Software Engineering Essentials

CS846 Machine Learning for Software Engineering — Spring 2026

Pengyu Nie


Agenda


Overview (Software Development Life Cycle)

  • Code: tokens, AST, call graph, data flow
  • Validation: tests, specs
  • Natural language: comments, documentations, issues/PRs, logs
  • some are readily available in verbatim form (code)
  • some need to be extracted by parsing (call graph) or executing (data flow) code
  • some need to be connected with other artifacts to make sense (comment-code, test-code)

Code-Related Data


Code-Related Data > Lexing & Parsing > Lexing

public class C {
  public int factorial(int n) {
    if (n > 0) {
      return n * factorial(n - 1);
    } else {
      return 0;
    }
  }
}
  • Basis of the compilation pipeline, produce a stream of PL tokens for downstream analyses
  • PL tokens ≠ ML tokens (by subword tokenizers like BPE/SentencePiece), e.g., factorial vs fact|orial.
tokenkind
publicKEYWORD
classKEYWORD
CIDENT
{SYMBOL
publicKEYWORD
intKEYWORD
factorialIDENT
(SYMBOL
intKEYWORD
nIDENT
)SYMBOL

Code-Related Data > Lexing & Parsing > Parsing

public class C {
  public int factorial(int n) {
    if (n > 0) {
      return n * factorial(n - 1);
    } else {
      return 0;
    }
  }
}
  • The data format used by most static analysis tools, e.g.,

    • extract certain code elements (methods, imports)
    • connect code elements (method <signature, body, comment>)
    • rewrite code by manipulating the AST
  • Concrete vs. Abstract

    • concrete: all tokens explicitly appear as leaf nodes; suitable for manipulation; e.g., antlr
    • abstract: omitting keyword and symbol nodes; suitable for analysis; e.g., python ast

Code-Related Data > Lexing & Parsing > Grammar

// lexer rules
IDENTIFIER    : Letter LetterOrDigit* ;
Letter        : [a-zA-Z$_] ;
LetterOrDigit : Letter | [0-9] ;

// parser rules
methodDeclaration
    : typeTypeOrVoid identifier formalParameters
      ('[' ']')* (THROWS qualifiedNameList)? methodBody
    ;
typeTypeOrVoid
    : typeType
    | VOID
    ;
typeType
    : annotation* (classOrInterfaceType | primitiveType)
      (annotation* '[' ']')*
    ;

Code-Related Data > Lexing & Parsing > Parser Generator

  • Given grammar, produce a lexer + parser for your language
  • Why parser generator?
    • standard toolchain for parsing all PLs
    • PL’s official compiler may or may not expose tokens/ASTs for analysis
toolruntimeadvantages
Tree-sitter; [grammars]Cincremental; error-recovering; permissive
ANTLR; [grammars]Javaprecise; full-grammar; LL(*)
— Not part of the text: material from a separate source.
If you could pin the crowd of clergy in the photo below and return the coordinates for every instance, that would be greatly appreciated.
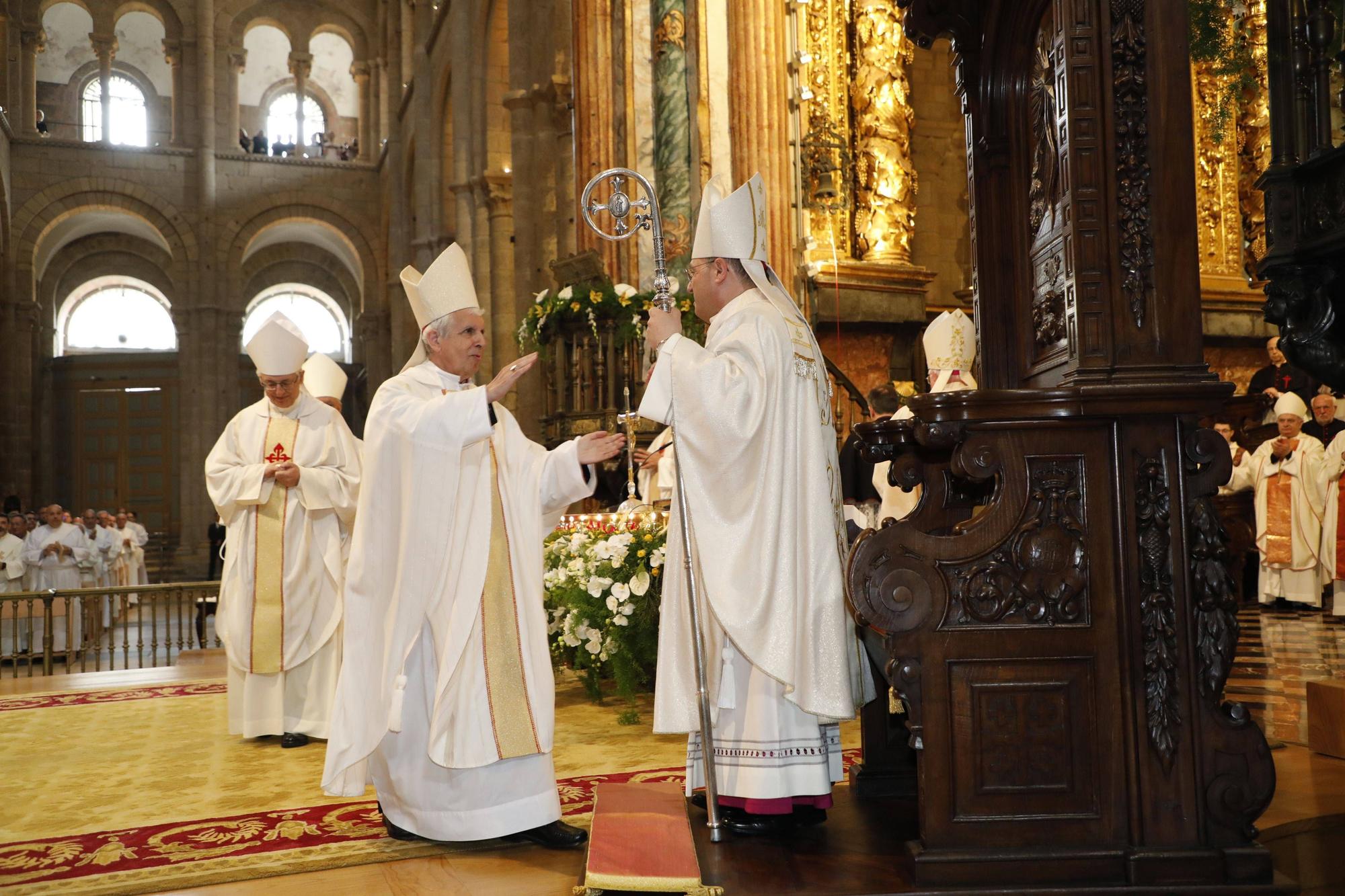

Code-Related Data > Static Analysis


Code-Related Data > Static Analysis > Visitor

public int foo(int x, int y) {
  int a = Math.abs(x);
  int b = Math.abs(y);
  if (a == b) {
    return a;
  } else {
    int c = a - b;
    while (a - b > 0) {
      a++;
      b--;
    }
    return a;
  }
}
  • Most static analysis tools follow a Visitor pattern
    • Traverse the AST in certain order (usually depth-first)
    • Visit each node once and extract certain information
    • Can manipulate the AST if the goal is to rewrite code
  • Example: def-use analysis
    • int x — def x
    • int y — def y
    • int a — def a
    • Math.abs(x) — use x

Code-Related Data > Static Analysis > Bytecode Analysis

  • Source-code analysis: based on code/token/AST, close to what developers write
  • Bytecode analysis: based on bytecode/IR (e.g., Java bytecode, LLVM IR), close to how code is executed
    • the compiler has already done type resolution, macro expansion, optimizations.
    • easier to extract some data (e.g., call graphs)
    • harder to relate back to source lines
  • Tools for Java bytecode analysis: ASM, ByteBuddy
|

Code-Related Data > Dynamic Analysis

  • Dynamic = analyze the program during execution
    • usually by instrumenting the program to insert helper code
  • Why? Static analysis can be imprecise
  • Use cases: (more accurate) context for ML models; coverage, debugger, profiler, etc.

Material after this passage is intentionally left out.